В лагере образовался театральный кружок из офицеров-любителей. Для спектаклей, даваемых этим кружком, на которых обычно присутствовали офицеры Эстергомского гарнизона, было разрешено доставлять напрокат в лагерь из города предметы реквизита, парики и костюмы. Они доставлялись обычно двумя австрийскими солдатами из лагерной комендатуры, из которых один обычно исполнял обязанности банщика, а другой заведовал освещением лагеря. Доставленные костюмы и предметы проверялись перед поступлением в лагерь для временного пользования дежурным офицером комендатуры и принимались им же после спектакля, вместе с платою за прокат и пользование. И вот, будучи секретарем и казначеем театрального кружка, я вступил в сделку с австрийскими солдатами, принимавшими костюмы для спектаклей. Они должны были приносить для спектакля костюмы, как бы двойные, в которых, вместо подкладки, был подшит другой костюм из более легкой ткани. В театральной уборной этот подшитый костюм спешно отпарывался и оставался в распоряжении пленных офицеров, замышлявших побег. Понятно, не ко всякому костюму можно было подшить такую солидную подкладку, и только очень немного костюмов для побегов удалось мне получить таким способом, но дежурные офицеры, принимавшие костюмы, ни разу не обнаружили этой проделки, а солдаты, разумеется, были подкуплены мною.
Один из этих солдат и рассказал мне подробности несчастья, постигшего Васильева, и передал мне две коротенькие записки от него. В одной из них Васильев уведомлял меня, что вследствие обстоятельств, о которых мне расскажут, он «выходит из игры», в другой он просил меня посетить, когда мне удастся вернуться в Россию, одного из его приятелей, редактора «Вечернего времени» Суворина[40]
, рассказав тому, как его спровоцировали, и просить его помочь своими связями персональному обмену Васильева на кого-либо из австрийских пленных в России, не могущего быть признанным инвалидом.Но того, что уже случилось, исправить было нельзя. Чтобы помочь генералу Корнилову в побеге, мне предстояло теперь действовать одному или искать другого союзника вместо Васильева.

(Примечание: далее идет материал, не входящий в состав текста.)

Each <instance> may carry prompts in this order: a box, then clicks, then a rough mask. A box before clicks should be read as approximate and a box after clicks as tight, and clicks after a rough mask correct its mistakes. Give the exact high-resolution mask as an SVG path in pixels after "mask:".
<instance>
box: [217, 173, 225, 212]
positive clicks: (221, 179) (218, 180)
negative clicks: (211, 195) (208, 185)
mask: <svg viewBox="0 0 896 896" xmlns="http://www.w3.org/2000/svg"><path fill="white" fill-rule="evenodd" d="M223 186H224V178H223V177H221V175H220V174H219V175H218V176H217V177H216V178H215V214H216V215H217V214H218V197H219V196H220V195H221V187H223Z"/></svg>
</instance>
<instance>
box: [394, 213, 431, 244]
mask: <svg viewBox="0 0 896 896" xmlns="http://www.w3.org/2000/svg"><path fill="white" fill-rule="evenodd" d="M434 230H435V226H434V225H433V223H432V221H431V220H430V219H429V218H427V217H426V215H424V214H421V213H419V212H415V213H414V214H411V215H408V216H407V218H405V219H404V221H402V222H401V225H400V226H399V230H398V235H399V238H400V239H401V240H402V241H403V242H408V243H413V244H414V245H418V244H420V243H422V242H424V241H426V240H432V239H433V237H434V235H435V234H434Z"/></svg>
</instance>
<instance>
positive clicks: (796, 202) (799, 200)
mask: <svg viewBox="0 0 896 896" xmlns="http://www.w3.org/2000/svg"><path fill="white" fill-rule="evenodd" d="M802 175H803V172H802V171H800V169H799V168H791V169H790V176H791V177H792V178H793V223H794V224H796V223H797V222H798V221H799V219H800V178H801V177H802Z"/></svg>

Затруднительно было и то, что сам Корнилов находился в другом лагере, и то, что деньги, имевшиеся у Васильева, были у него отобраны, а те, которые имелись у меня при пленении, подходили к концу. Писать в Россию близким с просьбой о высылке денег я не имел возможности, чтобы не раскрывать своего полу-псевдонима. Лишь один раз я рискнул написать из плена одному из однополчан, извещая его, что я тяжело ранен, но жив, нахожусь в плену и предполагаю возвратиться как инвалид. Но тогда на риск этого письма меня заставило решиться только честолюбие молодости: в бою, который окончился моим пленением, я имел счастье совершить ряд действий, каждое из которых могло быть награждено, согласно статута, орденом Святого Георгия, и я опасался, что если в полку будут считать меня мертвым, я не буду представлен, мои трофеи будут приписаны кому-нибудь оставшемуся в живых, и по возвращении из плена мне будет уже трудно восстановить свое право. Я не ошибся в том, что в приказе по полку я был помещен в числе убитых в полку, но ошибся в том отношении, что полк посмертно представлял меня к награде.
Эта переписка с однополчанином прошла для меня безнаказанной в том отношении, что моя маленькая тайна осталась нераскрытой австрийским командованием, но если однополчанин, которому я писал, догадался по намекам, от кого им получено письмо, то я опасался, что и мои дальние родственники и управляющий, к которым я мог обратиться за деньгами, не окажутся такими понятливыми, как в полку, и мне пришлось бы делать им более ясные, а следовательно, и более опасные для моего разоблачения намеки. Поэтому я решился помочь Корнилову в побеге из плена по возможности каким-либо способом, не требующим более или менее значительных затрат. Но прежде всего я считал необходимым обезопасить себя от неудачи, вызванной чужою болтливостью.